Meet Bob Kelleher, the Republican nominee against Sen. Max Baucus (D-Mont.) this year.
He is an 85-year-old attorney with some downright unconventional views. He believes the American system of representative government should be replaced by a parliamentary system. He calls for socialized medicine, advocates nationalizing the country’s oil and gas industries and believes taxes should be raised significantly to eradicate poverty.
It’s not the standard GOP platform, but nevertheless Kelleher defeated four other candidates in the primary to claim the Republican nomination.
Running to the left of the Democrats, it's an interesting strategy and not one that would have occurred to me, but, since Montana was home to some of the prairie populists and to some of the New Deal progressives, I wouldn't entirely rule it out as a sign of things to come. After all, the endless culture war and anti-environmentalism that the Republicans have offered western states hasn't exactly brought us jobs, respect, and prosperity.
This might be confusing to some people outside the United States. Over at WikiTalk, Davepl, a Canadian, asked:
I'm not up to speed on US politics, but isn't there any kind of requirement that a party candidate adhere somewhat to the party platform?
I'm also confused how he can be the Republican nominee if the party "wants nothing to do with him". Would you not have to be a -member- of the party, and why would they be obligated to take him?
The short answer to both questions is "no." Though every state is different, the generic version looks something like this. To run for office, all that is required is that the prospective candidate pay a filing fee and submit a petition signed by valid voters. Federal law requires the fee to be low so that our democracy be open to everyone. The petition requirements vary widely, in some states it can be a considerable barrier, for example, requiring the prospective candidate to match a number equal to ten percent of the votes cast for that office in the last election and do it in every county. In other states, its a nominal requirement, 100 voters from anywhere in the state.
The federal Constitution makes no allowance for parties and was written as if every person running for office was an independent white, male landowner. Amendments allowing the landless, nonwhites, and women into politics continued the fiction of partiless politics. The law is different that the Constitution. Our laws were written by politicians from the two major parties and have institutionalized a considerable advantage for those parties. When a prospective candidate applies to run, most states require the candidate to check a box associating his or herself with a party.
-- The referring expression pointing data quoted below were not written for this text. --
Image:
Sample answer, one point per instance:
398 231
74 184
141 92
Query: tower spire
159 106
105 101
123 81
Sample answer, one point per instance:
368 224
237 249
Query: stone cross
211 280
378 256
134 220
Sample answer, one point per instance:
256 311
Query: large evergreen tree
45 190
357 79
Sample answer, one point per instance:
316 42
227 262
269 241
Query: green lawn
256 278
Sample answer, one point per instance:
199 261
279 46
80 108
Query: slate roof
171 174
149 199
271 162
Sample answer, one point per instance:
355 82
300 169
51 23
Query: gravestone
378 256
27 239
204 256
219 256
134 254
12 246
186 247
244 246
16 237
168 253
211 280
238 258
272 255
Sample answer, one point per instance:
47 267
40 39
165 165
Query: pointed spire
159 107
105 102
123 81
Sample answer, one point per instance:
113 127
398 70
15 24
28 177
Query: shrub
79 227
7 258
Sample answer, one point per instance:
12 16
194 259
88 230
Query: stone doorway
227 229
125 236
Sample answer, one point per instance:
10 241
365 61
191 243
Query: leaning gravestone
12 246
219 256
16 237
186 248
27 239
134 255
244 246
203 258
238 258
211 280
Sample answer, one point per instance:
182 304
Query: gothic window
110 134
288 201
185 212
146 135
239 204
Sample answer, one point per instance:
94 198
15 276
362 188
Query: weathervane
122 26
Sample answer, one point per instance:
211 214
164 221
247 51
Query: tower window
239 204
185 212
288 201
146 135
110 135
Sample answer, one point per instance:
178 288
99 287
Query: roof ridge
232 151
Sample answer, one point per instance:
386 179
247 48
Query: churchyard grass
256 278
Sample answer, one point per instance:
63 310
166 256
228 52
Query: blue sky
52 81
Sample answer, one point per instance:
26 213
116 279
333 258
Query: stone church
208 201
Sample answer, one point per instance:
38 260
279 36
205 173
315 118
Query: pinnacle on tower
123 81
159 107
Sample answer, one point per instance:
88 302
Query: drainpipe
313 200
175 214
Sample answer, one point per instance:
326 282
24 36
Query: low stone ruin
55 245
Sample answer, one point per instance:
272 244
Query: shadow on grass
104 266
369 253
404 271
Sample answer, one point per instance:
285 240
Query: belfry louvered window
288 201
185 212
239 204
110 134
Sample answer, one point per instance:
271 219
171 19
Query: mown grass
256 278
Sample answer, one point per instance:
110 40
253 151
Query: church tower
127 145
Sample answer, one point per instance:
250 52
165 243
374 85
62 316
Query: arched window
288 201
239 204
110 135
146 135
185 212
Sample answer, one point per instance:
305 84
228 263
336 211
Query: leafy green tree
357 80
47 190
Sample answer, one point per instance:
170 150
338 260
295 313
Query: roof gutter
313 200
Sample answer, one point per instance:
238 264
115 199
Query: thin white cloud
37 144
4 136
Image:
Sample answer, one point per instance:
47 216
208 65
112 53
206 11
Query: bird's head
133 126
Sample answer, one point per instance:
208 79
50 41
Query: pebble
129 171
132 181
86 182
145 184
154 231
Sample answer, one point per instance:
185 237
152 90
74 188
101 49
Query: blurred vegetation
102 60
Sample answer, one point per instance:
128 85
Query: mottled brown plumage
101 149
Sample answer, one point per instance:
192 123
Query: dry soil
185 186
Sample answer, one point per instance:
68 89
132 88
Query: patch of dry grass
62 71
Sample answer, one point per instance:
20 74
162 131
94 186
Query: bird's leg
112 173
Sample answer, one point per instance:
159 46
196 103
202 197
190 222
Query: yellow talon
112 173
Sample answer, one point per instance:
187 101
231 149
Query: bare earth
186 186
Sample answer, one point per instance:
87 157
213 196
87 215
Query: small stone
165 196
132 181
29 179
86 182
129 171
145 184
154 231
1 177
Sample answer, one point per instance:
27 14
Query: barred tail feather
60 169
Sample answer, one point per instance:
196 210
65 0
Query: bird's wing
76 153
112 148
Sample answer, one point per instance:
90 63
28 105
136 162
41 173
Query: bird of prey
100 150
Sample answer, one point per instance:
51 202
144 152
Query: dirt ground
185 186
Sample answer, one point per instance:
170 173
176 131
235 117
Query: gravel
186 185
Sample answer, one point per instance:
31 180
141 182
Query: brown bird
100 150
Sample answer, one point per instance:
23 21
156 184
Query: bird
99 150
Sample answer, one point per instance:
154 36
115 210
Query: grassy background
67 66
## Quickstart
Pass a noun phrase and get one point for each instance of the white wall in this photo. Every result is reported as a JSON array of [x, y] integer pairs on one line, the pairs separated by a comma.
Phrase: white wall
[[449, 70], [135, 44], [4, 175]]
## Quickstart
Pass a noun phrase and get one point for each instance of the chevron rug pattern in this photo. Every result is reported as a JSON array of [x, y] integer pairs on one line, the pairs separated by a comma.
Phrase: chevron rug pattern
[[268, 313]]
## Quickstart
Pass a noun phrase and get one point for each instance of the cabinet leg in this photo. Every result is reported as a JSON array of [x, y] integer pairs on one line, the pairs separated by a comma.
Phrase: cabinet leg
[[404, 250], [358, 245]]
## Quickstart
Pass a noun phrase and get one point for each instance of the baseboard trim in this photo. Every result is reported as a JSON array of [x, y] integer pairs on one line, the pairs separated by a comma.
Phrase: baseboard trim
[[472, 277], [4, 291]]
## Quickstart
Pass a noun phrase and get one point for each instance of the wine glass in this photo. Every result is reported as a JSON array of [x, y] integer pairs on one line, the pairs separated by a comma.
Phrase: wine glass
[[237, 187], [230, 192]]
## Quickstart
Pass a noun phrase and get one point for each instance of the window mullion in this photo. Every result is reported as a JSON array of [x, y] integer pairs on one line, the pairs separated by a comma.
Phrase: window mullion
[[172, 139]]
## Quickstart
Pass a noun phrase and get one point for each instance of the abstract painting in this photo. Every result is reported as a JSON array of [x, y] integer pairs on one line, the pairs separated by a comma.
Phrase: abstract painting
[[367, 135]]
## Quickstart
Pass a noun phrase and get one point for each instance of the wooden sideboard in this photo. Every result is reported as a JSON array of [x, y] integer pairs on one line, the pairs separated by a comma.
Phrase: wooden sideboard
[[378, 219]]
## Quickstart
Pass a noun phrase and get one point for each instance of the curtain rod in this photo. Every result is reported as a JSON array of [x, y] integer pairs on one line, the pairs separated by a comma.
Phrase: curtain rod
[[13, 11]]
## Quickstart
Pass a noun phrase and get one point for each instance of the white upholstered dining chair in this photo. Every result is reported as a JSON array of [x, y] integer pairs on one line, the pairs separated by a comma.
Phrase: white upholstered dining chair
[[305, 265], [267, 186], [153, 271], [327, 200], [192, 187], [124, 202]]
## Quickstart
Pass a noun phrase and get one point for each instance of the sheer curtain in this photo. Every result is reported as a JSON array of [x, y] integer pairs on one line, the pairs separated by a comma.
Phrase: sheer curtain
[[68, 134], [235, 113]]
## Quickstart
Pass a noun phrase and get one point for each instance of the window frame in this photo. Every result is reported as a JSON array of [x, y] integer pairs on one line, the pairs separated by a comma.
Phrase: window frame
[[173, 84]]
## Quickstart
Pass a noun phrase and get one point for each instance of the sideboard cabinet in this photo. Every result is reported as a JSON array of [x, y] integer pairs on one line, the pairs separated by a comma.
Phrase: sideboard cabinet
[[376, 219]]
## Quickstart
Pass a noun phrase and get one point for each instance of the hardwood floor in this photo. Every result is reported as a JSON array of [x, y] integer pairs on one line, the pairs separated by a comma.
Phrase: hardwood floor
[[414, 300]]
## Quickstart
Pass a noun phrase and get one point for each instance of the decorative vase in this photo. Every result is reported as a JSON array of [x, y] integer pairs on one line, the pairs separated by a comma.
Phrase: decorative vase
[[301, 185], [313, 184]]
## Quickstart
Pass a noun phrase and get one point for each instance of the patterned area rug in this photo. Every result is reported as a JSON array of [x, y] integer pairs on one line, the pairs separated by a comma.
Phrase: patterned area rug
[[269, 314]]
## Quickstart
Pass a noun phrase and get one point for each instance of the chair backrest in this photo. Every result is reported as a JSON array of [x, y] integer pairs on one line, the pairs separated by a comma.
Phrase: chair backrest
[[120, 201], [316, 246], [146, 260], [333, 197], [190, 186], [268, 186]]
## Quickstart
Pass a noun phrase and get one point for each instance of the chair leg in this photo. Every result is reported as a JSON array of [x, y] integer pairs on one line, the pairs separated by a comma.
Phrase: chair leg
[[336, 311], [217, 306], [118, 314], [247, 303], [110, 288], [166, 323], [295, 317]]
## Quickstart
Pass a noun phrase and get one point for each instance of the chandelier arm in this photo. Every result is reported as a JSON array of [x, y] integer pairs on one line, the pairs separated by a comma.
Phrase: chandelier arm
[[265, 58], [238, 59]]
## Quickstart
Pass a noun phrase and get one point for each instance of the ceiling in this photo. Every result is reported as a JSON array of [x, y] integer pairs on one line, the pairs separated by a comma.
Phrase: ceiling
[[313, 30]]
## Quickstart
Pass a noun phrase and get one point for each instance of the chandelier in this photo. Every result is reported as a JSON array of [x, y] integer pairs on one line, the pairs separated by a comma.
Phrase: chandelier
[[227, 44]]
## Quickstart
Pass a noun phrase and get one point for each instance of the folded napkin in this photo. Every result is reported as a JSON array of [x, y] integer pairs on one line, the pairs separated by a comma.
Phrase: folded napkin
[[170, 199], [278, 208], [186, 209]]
While the laws are good at keeping independents and new parties off the ballot, they do not allow the parties to control who uses their name. The parties generally have no control over who signs up as a candidate under their label. I'm not sure what the historical development behind that loophole is.
The result is that any idiot can run under any party. While novelty candidates are usually outspent by the parties' preferred standard bearers and filtered out in the primaries, occasionally the party fails to recruit a strong candidate and the novelty candidate goes on to represent the part in November. The most famous case in recent years of a Party fighting to disassociate itself from its standard bearer happened in 1991 when David Duke, a neo-Nazi and former Grand Wizard of the Knights of the Ku Klux Klan, became the Republican candidate for governor of Louisiana.
Ironically, the one method by which the parties can exercise a degree of control is through the party caucus system, and that is under fire this year as too "elitist."